TensorRL-QAS: Reinforcement learning with tensor networks for improved quantum architecture search
Akash Kundu, Stefano Mangini
TL;DR
TensorRL-QAS tackles scalability bottlenecks in reinforcement-learning-based quantum architecture search by initializing PQCs from a DMRG-derived MPS ground state and mapping this TN to a hardware-efficient circuit via Riemannian optimization on the Stiefel manifold, followed by RL refinement. The method yields two variants (trainable TN-init and fixed TN-init) that consistently produce more compact, deeper-light PQCs while maintaining chemical accuracy for molecular systems up to 12 qubits and demonstrating robustness in noisy simulations and even larger 20-qubit Ising-type models. Across noiseless and noisy regimes, TensorRL-QAS achieves up to an order of magnitude reduction in CNOT counts, circuit depth, and classical optimizer evaluations, with up to 50% success probability for 10-qubit systems, surpassing prior RL-QAS baselines. The approach enables CPU-friendly training, scalable quantum circuit discovery, and practical applicability to near-term hardware, supported by open-source code for reproduction.
Abstract
Variational quantum algorithms hold the promise to address meaningful quantum problems already on noisy intermediate-scale quantum hardware. In spite of the promise, they face the challenge of designing quantum circuits that both solve the target problem and comply with device limitations. Quantum architecture search (QAS) automates the design process of quantum circuits, with reinforcement learning (RL) emerging as a promising approach. Yet, RL-based QAS methods encounter significant scalability issues, as computational and training costs grow rapidly with the number of qubits, circuit depth, and hardware noise.

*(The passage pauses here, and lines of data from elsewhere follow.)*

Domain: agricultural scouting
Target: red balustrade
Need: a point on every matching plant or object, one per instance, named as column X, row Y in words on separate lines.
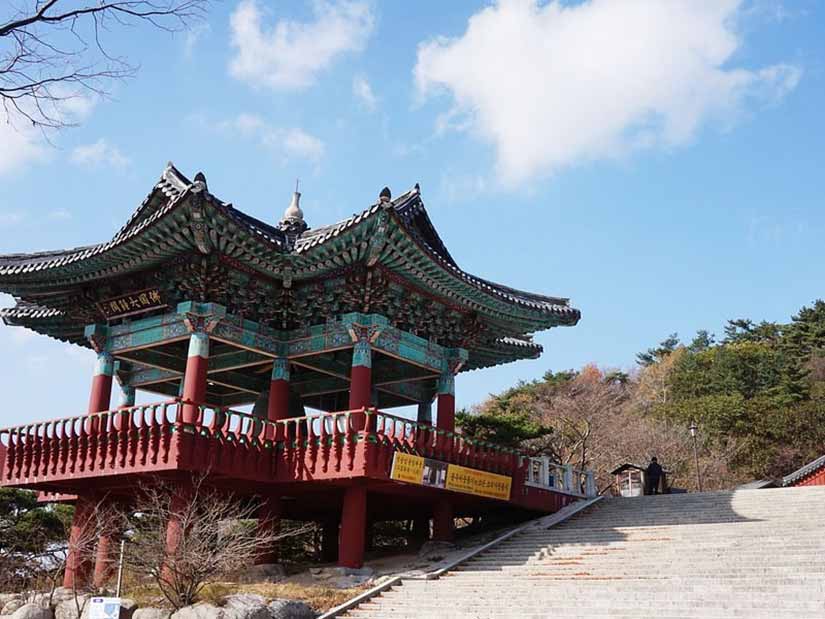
column 154, row 437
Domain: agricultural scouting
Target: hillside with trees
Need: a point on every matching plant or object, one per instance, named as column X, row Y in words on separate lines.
column 757, row 395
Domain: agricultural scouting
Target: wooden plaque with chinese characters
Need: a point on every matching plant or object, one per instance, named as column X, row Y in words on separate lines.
column 132, row 303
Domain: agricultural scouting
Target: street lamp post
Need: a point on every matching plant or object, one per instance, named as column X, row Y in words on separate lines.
column 693, row 429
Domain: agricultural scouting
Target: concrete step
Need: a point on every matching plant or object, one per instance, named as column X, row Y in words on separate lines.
column 749, row 554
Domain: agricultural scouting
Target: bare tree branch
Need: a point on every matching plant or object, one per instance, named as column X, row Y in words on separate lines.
column 217, row 535
column 49, row 56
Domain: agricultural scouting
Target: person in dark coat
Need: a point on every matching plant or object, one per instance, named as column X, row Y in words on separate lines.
column 653, row 474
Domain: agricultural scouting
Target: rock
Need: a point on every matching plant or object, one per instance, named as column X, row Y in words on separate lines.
column 266, row 572
column 240, row 600
column 246, row 606
column 152, row 613
column 61, row 594
column 12, row 605
column 67, row 609
column 32, row 611
column 5, row 598
column 127, row 608
column 199, row 611
column 436, row 551
column 345, row 577
column 290, row 609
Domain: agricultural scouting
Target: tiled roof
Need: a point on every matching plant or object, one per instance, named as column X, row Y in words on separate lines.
column 808, row 469
column 173, row 188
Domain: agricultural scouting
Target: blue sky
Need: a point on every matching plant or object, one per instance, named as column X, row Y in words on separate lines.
column 659, row 163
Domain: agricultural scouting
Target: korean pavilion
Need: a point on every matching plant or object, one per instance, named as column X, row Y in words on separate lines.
column 316, row 333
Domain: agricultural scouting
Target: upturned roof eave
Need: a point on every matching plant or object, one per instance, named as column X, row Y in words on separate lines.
column 22, row 270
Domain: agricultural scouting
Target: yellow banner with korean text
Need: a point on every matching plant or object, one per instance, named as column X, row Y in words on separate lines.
column 414, row 469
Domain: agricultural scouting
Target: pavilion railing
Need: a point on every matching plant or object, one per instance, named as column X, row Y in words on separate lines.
column 128, row 436
column 545, row 473
column 427, row 440
column 140, row 436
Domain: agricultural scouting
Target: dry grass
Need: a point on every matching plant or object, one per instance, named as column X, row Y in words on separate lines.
column 320, row 597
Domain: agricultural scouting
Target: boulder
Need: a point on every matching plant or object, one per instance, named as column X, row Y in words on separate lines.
column 127, row 608
column 12, row 605
column 266, row 572
column 32, row 611
column 246, row 606
column 60, row 594
column 152, row 613
column 290, row 609
column 68, row 609
column 5, row 598
column 344, row 577
column 199, row 611
column 436, row 551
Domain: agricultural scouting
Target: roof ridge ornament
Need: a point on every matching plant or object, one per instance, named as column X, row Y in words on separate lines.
column 292, row 223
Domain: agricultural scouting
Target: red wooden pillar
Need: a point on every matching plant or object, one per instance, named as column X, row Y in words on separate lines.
column 443, row 521
column 445, row 412
column 278, row 403
column 360, row 389
column 194, row 380
column 269, row 523
column 127, row 400
column 100, row 397
column 329, row 540
column 78, row 561
column 353, row 527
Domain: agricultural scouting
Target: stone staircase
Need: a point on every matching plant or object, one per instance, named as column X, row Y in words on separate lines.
column 749, row 553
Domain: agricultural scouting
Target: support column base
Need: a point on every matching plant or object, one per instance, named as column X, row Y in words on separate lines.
column 353, row 527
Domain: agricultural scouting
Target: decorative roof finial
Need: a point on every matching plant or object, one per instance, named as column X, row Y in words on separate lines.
column 293, row 213
column 293, row 220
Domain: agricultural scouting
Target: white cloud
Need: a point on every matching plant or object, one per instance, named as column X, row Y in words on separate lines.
column 557, row 84
column 363, row 92
column 290, row 54
column 290, row 143
column 10, row 219
column 98, row 154
column 193, row 36
column 22, row 145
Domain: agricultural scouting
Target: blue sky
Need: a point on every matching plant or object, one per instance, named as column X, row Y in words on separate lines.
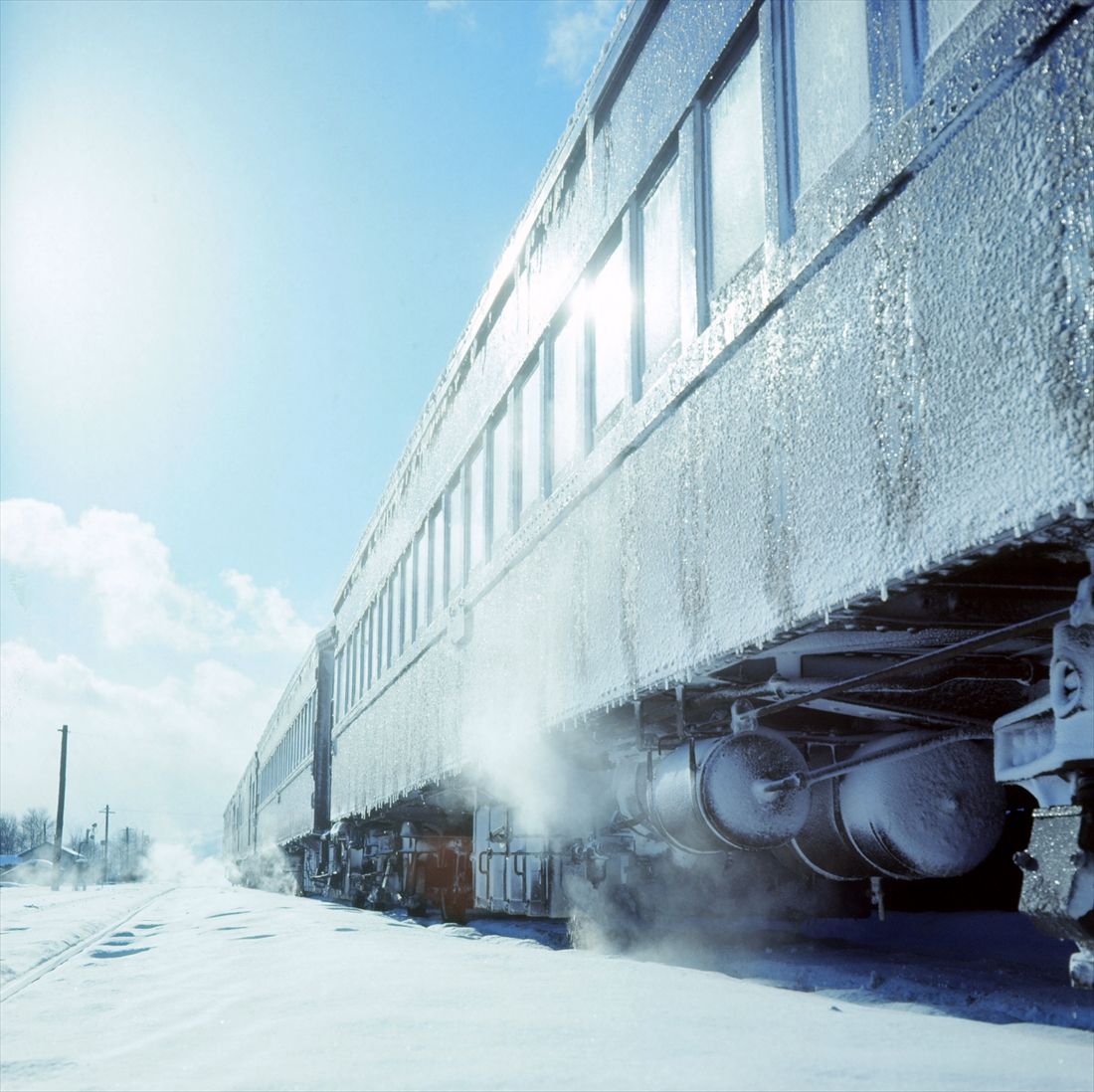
column 238, row 243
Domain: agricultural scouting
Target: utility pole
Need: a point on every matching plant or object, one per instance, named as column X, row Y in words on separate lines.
column 59, row 826
column 106, row 844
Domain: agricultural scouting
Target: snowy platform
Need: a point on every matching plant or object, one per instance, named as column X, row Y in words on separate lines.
column 145, row 987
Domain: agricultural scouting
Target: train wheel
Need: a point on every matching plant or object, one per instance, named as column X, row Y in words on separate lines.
column 453, row 907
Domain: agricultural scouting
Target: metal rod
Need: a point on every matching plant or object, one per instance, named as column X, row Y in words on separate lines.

To address these challenges, we introduce $\textit{TensorRL-QAS}$, an improved framework that combines tensor network methods with RL for QAS. By warm-starting the QAS with a matrix product state approximation of the target solution, TensorRL-QAS effectively narrows the search space to physically meaningful circuits and accelerates the convergence to the desired solution. Tested on several quantum chemistry problems of up to 12-qubit, TensorRL-QAS achieves up to a 10-fold reduction in CNOT count and circuit depth compared to baseline methods, while maintaining or surpassing chemical accuracy. It reduces classical optimizer function evaluation by up to 100-fold, accelerates training episodes by up to 98$\%$, and can achieve 50$\%$ success probability for 10-qubit systems, far exceeding the $<$1$\%$ rates of baseline. Robustness and versatility are demonstrated both in the noiseless and noisy scenarios, where we report a simulation of an 8-qubit system. Furthermore, TensorRL-QAS demonstrates effectiveness on systems on 20-qubit quantum systems, positioning it as a state-of-the-art quantum circuit discovery framework for near-term hardware and beyond.